Гражданин по фамилии Кидалла в органах не работает и никогда не работал, — отвечает гриф в штатском.
— Ну, миляга, начальничек, вы мне чернуху не раскидывайте. Взгляните в мое досье и поймите, что перед вами не парчушка, а Фан Фаныч, державший, несмотря на мягкость характера, тюрьмы Старого и Нового света. Кидалла вел мое дело и состряпал процесс будущего. Я — Харитон Устинович Йорк, зверски изнасиловавший и убивший в ночь с 14 июля 1789 годв на 9 января 1905 года кенгуру Джемму! Я срок отволок, а вы мне чернуху лепите, «не работает и не работал». — Вам необходимо встать на учет в психодиспансер, Фан Фаныч и подлечиться. Дело ваше вел не какой-то Кидалла, а бывший майор Мохнатов. Бывший, потому что, восстанавливая ленинские нормы соцзаконности, партия очистила органы от мохнатовых и им подобных. И бросьте вы на себя наговаривать. Никого вы не изнасиловали и не убили. Вас арестовали по ложному обвинению в попытке покушеыия на Кагановича и Берию. Вы будете реабилитированы и получите бесплатную путевку в дом творчества писателей Переделкино. До свидания.

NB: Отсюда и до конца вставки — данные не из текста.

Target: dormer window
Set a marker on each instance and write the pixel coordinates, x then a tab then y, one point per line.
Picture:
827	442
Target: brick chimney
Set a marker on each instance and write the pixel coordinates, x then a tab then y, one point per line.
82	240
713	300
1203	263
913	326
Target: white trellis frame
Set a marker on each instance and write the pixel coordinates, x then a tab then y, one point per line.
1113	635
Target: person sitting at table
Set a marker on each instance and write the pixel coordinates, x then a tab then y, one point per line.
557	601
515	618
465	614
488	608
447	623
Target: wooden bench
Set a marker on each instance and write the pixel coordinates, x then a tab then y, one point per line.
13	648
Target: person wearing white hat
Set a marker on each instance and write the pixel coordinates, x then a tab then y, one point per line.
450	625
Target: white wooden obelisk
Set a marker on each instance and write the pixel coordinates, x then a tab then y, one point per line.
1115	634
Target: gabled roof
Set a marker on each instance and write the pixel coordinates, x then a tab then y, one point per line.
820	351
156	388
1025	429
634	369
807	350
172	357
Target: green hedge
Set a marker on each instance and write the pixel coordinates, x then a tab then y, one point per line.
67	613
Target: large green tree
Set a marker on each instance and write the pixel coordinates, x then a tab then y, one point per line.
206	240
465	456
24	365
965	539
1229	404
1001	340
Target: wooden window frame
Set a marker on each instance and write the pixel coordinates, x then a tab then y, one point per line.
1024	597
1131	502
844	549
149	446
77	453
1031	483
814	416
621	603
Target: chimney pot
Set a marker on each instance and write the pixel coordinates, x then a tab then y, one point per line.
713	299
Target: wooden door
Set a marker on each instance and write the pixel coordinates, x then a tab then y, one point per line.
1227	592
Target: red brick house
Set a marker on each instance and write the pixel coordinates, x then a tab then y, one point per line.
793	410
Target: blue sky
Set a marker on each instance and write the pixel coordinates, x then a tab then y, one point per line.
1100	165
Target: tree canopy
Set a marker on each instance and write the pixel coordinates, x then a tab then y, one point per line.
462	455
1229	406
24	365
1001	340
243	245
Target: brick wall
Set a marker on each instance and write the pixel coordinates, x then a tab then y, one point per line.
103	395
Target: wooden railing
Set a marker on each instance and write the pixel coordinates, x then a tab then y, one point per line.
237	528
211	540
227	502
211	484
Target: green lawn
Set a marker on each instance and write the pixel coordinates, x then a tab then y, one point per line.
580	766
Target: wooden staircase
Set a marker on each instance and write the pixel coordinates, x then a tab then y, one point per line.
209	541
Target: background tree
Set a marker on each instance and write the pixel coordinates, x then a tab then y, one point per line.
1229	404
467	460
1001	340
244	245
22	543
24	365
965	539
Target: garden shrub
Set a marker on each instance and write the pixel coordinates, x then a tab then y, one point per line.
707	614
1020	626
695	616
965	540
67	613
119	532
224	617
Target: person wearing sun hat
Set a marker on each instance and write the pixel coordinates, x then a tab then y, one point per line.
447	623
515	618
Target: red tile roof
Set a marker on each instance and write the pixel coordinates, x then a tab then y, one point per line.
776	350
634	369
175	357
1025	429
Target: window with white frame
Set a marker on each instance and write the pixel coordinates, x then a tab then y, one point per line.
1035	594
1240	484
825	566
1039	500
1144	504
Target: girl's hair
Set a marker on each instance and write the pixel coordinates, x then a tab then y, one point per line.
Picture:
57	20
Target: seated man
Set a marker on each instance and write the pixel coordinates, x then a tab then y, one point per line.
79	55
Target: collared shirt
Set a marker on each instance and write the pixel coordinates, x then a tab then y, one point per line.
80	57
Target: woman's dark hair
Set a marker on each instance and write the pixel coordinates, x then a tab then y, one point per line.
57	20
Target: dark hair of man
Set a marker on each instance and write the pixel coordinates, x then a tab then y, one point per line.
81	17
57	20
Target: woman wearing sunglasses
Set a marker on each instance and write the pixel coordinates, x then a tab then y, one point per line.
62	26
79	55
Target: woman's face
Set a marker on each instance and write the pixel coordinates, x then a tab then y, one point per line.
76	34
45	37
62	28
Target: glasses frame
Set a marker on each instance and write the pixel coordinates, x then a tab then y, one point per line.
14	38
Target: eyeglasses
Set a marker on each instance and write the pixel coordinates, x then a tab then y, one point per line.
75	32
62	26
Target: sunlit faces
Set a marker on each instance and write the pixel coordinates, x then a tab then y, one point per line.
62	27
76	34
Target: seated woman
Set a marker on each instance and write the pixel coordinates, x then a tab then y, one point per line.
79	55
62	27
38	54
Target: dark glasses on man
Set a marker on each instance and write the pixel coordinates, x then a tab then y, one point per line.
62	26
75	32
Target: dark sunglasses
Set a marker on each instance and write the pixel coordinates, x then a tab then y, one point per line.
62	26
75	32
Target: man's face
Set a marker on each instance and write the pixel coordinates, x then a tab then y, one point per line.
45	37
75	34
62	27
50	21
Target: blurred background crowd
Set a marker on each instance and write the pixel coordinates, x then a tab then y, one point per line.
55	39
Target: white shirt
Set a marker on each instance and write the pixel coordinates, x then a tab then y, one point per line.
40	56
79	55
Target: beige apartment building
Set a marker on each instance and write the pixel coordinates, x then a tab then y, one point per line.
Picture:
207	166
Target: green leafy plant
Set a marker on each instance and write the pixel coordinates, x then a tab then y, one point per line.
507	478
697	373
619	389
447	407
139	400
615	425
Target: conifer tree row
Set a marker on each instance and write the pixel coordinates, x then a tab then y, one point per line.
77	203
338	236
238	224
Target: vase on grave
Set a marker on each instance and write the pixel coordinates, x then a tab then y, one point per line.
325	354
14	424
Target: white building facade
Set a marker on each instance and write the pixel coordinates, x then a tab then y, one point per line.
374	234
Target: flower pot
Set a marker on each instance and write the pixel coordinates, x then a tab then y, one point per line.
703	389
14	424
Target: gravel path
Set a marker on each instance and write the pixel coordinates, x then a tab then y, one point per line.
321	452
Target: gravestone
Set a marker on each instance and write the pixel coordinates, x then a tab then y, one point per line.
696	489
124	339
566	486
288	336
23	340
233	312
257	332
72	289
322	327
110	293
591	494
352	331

— А на хрена мне, пардон, в дом творчества ехать? — тупо спрашиваю, ибо одурел от услышанного.
— Многие, не пережившие того, что вы, писатели, остро нуждаются сейчас в лагерных сюжетах. Вот вы и подкиньте им за столом, в биллиардной, и так далее, парочку бериевских ужасов. Пусть пишут. Нам это нужно. Ну, до свидания.
— До свиданья. Передайте, начальник, председателю вашего комитета генералу Серову, что я в любом случае уважаю глухую несознанку. Привет также Кидалле, если вы его не замочили, заметая следы. И еще скажите Серову, что Фан Фаныч не фраер и на учете в дурдоме состоять не намерен. Адью. В дом творчества поезжайте сами. Ну что ты скажешь, Коля? Чисто сработано? А мне после всего, что я испытал, видите ли, подлечиться надо! Ну, падлюки! Ну, наглые мусора! Действительно, какая-то новая порода людей. Тьфу, сучий ваш мир! А шеф мой, бедняга, издергался начисто. Увидев меня, хвостом завилял, визжит от радости, того и гляди в нос лизнет.
— Куда, — говорит, — хозяин, едем?
— В зоопарк, Вася, в зоопарк. Тебе известно, что преступник любит возвращаться на место своего преступления?
— Это вы насчет амнистированных и реабилитированных?
— Вот именно, — говорю, — догадливый ты парень, Вася.
15
Попросил я его высаднть меня на Больших Грузинах у служебного входа. Отблагодарил за нервотрепку стоянки у КГБ. Повторяю затем все свои действия, как в кино на родном процессе. Воровато оглядываюсь и хочу шмыгнуть через служебный вход, хотя сам не понимаю, зачем мне это сейчас нужно.
— Гражданин! Гражданин! Пропуск! — окликнул меня, как говорят плохие писатели, до боли знакомый голос. Иду, с понтом не слышу. — Стой, тебе толкуют!
Оборачиваюсь, Коля, и вижу натуральнейшего, слегка постаревшего сторожа Рыбкина, с медалью «За оборону Сталинграда» на стареньком пиджачишке.
А! Это ты, артист! Здорово! — буднично говорит Рыбкин. Я к нему бросаюсь, обнимаю, трясу за плечи, целую, и у него, алкаша старого, нос напудрен для маскировки багровости от дирекции, разит, разумеется, пивом изо рта и портвейном, но я чую почему-то родство с этим человеком.